Featuring levels littered with destructible objects and some of the most satisfying guns rendered in gaming history, Black gives you the opportunity to use your environment to great affect and greater enjoyment. Instead of waiting for an enemy to pop up from behind a car or wall you can just destroy the wall or blow up the car and deal with him at the same time.
The same applies to you as well with seemingly safe places to hide slowly being obliterated, leading to an emergent style of gameplay as the environment randomly changes round you forcing you to adapt, improvise and play with your surroundings.
The game is a constant barrage of dust and smoke, gunfire and explosions - blowing things up never looked so good with particle effects and blurring put to good use and it never sounded so good either with audio design proving just as powerful as the visuals - the use of filters when you’re dying is as original as it is stylised genius.
The level design has some nice variation and genuinely interesting set pieces but along with debris from explosions some of the areas really show up the criminal lack of a jump button. In a game centred round high octane action, being able to jump is crucial to keeping up the flow - having to stop and circle round a tiny piece of debris just shatters any suspension of disbelief. It’s also really frustrating!
The sluggish controls also impact on the action - when you’re swinging a shotgun around in close quarters, taking on multiple foes, the treacle like sensitivity doesn’t help at all. The exclusion of a sensitivity option is a sore point but I suspect it’s down to hardware limitations than a design fault - if the PS2 was asked to move any quicker it’d probably explode.
Coupled with some annoying checkpoint placements, transparently scripted environments, lazy squad AI and unskippable cut scenes that traverse the fine line between cheese and stylised cool, Black doesn’t quite hit the sweet spot - it just comes very close.
The dial only goes up to 10 you know.

March 03, 2006


Mark Ecko’s Getting Up: Contents Under pressure (16+)
Verdict: Like watching paint dry
Platform: Xbox, PS2.
Rating: 2/5

Once upon a time ago I was a painter and took some of my inspiration from graffiti and artists such as Basquiat.

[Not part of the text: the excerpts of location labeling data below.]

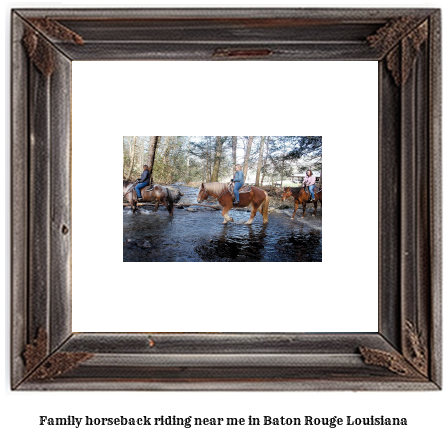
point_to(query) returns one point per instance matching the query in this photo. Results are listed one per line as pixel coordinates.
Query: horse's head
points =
(203, 194)
(286, 193)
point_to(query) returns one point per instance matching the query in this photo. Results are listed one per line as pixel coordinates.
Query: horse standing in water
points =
(159, 195)
(302, 197)
(258, 198)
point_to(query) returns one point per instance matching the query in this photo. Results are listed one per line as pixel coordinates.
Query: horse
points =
(159, 195)
(258, 198)
(301, 197)
(130, 194)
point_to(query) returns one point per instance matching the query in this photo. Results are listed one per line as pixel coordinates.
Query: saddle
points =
(317, 189)
(244, 189)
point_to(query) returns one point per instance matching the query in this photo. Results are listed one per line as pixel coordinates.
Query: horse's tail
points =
(170, 201)
(265, 208)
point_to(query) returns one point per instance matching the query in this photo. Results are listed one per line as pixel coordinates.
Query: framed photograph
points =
(50, 353)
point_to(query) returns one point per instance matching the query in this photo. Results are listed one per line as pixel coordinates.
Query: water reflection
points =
(201, 236)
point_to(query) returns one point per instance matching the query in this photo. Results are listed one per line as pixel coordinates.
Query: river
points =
(200, 235)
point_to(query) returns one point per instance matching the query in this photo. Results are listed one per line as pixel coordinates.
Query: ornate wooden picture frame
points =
(405, 353)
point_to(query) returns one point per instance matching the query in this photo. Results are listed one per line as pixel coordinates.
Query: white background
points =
(112, 99)
(19, 411)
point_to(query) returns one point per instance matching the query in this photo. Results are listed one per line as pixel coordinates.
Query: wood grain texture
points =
(405, 354)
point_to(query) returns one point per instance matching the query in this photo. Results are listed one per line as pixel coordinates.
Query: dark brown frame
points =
(405, 354)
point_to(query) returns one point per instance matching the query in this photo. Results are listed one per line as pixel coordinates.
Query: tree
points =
(264, 165)
(153, 142)
(234, 147)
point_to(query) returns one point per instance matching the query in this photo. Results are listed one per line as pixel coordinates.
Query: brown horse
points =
(301, 197)
(159, 195)
(258, 198)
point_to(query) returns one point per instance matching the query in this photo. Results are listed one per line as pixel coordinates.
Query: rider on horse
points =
(143, 181)
(309, 181)
(238, 180)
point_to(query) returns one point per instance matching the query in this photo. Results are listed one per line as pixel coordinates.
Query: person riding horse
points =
(238, 180)
(143, 181)
(309, 183)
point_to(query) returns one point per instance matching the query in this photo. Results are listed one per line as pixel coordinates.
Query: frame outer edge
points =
(19, 210)
(435, 196)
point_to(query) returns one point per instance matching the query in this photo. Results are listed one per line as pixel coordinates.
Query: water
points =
(201, 236)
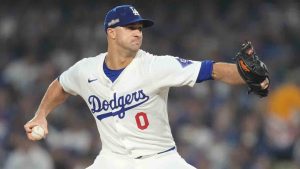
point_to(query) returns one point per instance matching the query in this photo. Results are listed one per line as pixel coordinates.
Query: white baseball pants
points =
(168, 160)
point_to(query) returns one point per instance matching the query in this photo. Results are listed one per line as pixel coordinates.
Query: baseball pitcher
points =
(126, 90)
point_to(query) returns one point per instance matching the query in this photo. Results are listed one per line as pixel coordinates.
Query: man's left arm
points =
(248, 69)
(226, 72)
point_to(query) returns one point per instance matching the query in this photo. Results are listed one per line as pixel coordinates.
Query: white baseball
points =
(38, 132)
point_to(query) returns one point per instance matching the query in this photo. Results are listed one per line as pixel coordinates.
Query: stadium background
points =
(216, 126)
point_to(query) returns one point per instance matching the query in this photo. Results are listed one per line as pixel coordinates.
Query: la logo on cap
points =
(134, 11)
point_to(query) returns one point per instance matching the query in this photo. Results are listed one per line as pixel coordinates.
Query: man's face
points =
(130, 36)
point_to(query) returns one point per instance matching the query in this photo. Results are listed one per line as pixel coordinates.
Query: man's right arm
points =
(54, 96)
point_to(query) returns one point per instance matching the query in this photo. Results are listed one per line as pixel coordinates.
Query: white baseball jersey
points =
(131, 112)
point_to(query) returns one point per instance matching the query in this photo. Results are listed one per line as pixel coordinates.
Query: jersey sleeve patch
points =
(183, 62)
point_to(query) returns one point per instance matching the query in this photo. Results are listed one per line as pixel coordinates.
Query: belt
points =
(140, 157)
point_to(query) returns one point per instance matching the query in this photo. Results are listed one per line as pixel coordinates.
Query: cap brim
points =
(146, 22)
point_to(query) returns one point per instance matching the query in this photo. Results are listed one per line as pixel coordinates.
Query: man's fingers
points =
(265, 83)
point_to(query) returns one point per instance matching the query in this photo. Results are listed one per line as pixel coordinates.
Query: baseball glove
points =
(252, 70)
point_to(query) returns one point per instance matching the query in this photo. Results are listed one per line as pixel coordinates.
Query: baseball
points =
(37, 132)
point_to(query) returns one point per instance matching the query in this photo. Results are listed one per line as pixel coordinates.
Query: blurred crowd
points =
(216, 126)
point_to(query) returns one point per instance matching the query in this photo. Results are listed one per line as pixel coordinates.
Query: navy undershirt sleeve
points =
(205, 72)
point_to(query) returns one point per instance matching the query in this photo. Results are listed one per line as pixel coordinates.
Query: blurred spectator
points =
(283, 117)
(27, 155)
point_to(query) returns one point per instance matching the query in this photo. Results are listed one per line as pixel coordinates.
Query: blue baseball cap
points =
(124, 15)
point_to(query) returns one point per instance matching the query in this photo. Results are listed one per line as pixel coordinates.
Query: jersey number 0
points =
(142, 120)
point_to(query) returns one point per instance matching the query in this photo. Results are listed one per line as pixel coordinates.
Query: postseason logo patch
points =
(184, 62)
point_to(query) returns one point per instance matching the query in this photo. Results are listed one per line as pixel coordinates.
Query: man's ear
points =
(111, 33)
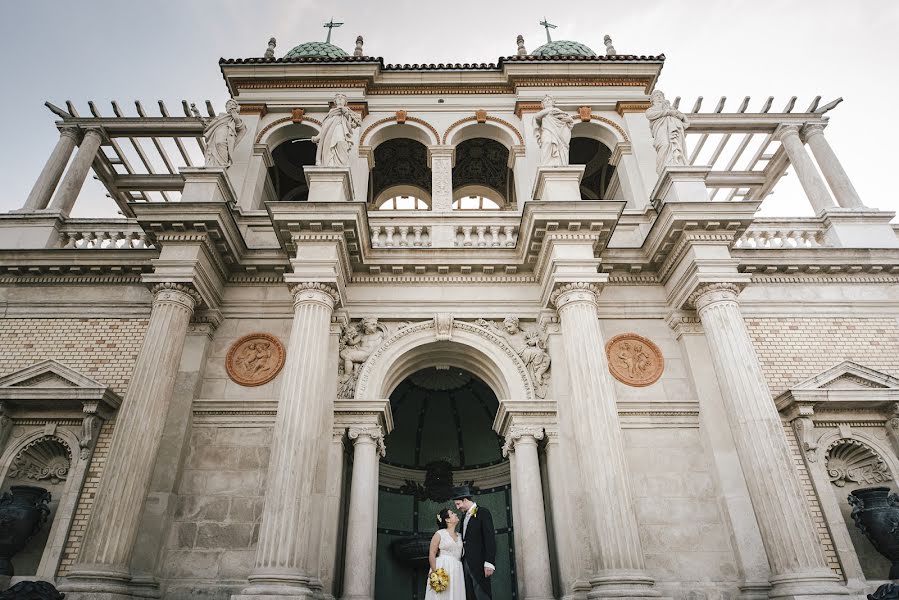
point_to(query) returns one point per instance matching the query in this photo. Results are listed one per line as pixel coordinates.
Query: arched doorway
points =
(442, 436)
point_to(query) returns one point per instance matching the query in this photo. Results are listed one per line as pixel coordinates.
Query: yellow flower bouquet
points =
(438, 580)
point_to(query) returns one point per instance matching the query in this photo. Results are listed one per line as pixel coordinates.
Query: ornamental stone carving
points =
(552, 127)
(357, 343)
(668, 127)
(222, 134)
(336, 136)
(529, 345)
(634, 360)
(851, 461)
(255, 359)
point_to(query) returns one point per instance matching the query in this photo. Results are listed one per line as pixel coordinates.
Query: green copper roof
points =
(323, 49)
(563, 48)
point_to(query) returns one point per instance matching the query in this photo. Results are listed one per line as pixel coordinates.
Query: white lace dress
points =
(450, 560)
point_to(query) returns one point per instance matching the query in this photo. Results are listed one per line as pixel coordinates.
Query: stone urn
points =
(876, 513)
(23, 510)
(411, 550)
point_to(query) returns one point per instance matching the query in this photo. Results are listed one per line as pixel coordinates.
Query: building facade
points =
(364, 283)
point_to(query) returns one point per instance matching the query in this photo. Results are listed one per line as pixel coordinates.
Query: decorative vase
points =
(23, 510)
(876, 513)
(411, 550)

These days the nearest I get to real paint is when decorating the house so I always jump at the chance to get creative when games allow me - I’ve probably spent just as much time designing graffiti in Jet Set Radio as skating.
Imagine my disappointment and confusion when I loaded Mark Ecko’s first foray into video games (and contender for silliest title of the year) - a game about graffiti - to find that you can’t actually design any!

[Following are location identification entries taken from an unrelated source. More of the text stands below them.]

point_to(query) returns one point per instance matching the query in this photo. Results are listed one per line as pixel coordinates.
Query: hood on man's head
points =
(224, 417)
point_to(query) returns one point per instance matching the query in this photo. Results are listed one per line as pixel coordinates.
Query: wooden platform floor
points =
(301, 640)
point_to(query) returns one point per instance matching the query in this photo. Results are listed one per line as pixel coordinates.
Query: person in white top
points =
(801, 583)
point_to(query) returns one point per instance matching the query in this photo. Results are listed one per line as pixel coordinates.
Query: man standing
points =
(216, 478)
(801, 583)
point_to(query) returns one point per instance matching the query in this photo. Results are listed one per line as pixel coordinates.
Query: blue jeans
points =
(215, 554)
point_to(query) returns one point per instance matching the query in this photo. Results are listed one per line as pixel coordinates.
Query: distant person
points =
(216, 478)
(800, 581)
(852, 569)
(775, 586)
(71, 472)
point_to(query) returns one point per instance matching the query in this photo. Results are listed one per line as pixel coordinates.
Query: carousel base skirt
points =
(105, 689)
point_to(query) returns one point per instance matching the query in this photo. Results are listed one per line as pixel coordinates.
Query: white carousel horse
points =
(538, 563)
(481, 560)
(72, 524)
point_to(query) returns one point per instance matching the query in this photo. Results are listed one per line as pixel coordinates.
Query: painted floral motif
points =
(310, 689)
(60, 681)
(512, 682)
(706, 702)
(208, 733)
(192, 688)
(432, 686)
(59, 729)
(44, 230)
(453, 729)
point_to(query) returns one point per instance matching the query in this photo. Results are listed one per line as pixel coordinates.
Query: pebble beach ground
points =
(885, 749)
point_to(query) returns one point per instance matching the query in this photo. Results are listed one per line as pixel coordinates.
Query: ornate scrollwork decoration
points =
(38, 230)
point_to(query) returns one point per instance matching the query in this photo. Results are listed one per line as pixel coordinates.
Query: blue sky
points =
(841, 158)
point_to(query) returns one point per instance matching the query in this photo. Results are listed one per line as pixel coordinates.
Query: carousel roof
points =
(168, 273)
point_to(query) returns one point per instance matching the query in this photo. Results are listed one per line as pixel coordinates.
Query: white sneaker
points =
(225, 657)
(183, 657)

From this unfortunate start point you embark on the story of Trane, a young graffiti artist willing to make his aerosol mark on the world and take on a distopian government.

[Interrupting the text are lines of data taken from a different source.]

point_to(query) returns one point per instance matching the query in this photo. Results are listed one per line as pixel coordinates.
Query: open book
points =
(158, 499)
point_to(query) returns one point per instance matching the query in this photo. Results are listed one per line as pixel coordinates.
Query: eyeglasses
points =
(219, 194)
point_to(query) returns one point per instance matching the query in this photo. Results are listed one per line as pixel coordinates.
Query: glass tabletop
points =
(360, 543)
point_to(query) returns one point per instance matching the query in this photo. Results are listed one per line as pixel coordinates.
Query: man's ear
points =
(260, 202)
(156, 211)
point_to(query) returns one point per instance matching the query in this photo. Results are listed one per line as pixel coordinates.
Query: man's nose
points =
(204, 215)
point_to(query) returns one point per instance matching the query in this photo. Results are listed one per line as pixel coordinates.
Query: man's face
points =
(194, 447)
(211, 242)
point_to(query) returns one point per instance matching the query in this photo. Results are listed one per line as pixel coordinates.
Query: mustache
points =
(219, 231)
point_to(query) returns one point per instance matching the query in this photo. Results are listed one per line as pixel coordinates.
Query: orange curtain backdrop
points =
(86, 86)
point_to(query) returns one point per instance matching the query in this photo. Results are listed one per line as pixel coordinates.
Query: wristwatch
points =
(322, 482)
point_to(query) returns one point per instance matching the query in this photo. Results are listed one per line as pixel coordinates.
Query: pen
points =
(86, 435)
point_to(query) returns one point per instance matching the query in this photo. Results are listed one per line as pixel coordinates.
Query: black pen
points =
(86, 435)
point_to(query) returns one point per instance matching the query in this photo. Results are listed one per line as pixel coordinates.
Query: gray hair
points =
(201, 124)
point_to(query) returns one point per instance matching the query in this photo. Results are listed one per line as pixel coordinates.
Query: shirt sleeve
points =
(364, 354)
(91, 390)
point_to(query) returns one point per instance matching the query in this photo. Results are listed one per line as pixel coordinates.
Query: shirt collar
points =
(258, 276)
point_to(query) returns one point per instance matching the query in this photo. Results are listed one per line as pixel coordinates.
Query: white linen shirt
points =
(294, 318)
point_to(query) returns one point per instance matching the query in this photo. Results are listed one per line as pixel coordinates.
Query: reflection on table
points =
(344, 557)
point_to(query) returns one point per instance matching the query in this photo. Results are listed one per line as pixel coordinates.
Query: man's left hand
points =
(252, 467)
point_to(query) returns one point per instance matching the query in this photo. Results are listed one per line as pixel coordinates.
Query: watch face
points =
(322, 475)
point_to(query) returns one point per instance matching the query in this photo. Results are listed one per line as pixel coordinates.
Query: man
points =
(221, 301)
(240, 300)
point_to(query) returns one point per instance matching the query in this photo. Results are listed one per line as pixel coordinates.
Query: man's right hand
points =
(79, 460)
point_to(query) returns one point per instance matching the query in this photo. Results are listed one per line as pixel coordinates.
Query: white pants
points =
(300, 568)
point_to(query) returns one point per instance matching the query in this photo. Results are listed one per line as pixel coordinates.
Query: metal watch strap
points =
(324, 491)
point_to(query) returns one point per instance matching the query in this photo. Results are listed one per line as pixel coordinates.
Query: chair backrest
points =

Broken up into seperate areas that require graffiti to progress, you spend your time between clumsy fights, frustrating platforming and repetitious tagging - a typical palette of poor game design.
The graffiti mechanic - ‘press button, move stick and repeat’ is shockingly basic considering it’s the central part of the game and the ironically named ‘free-form challenges’ are so utterly devoid of challenge or freedom that they seem like a bad joke or filler content.
The story isn’t enough of a driving force to keep you going either and the repetitive and rewardless gameplay means every time you have to tag to progress you feel the desire to do so ebb away.
The game as a whole is held together by some great stylisation and music though and works as a piece of edutainment on real world graffiti artists - perhaps a sequel would be better suited as an interactive DVD than a game.
The ability to customize and create in games allows you to have a tangible connection with them and if they’d allowed you to create and use your own graffiti in Getting Up you might actually have an inclination to leave your mark on the landscape and achieve some satisfaction from the uninspiring gameplay.
You’ll have more fun painting your house.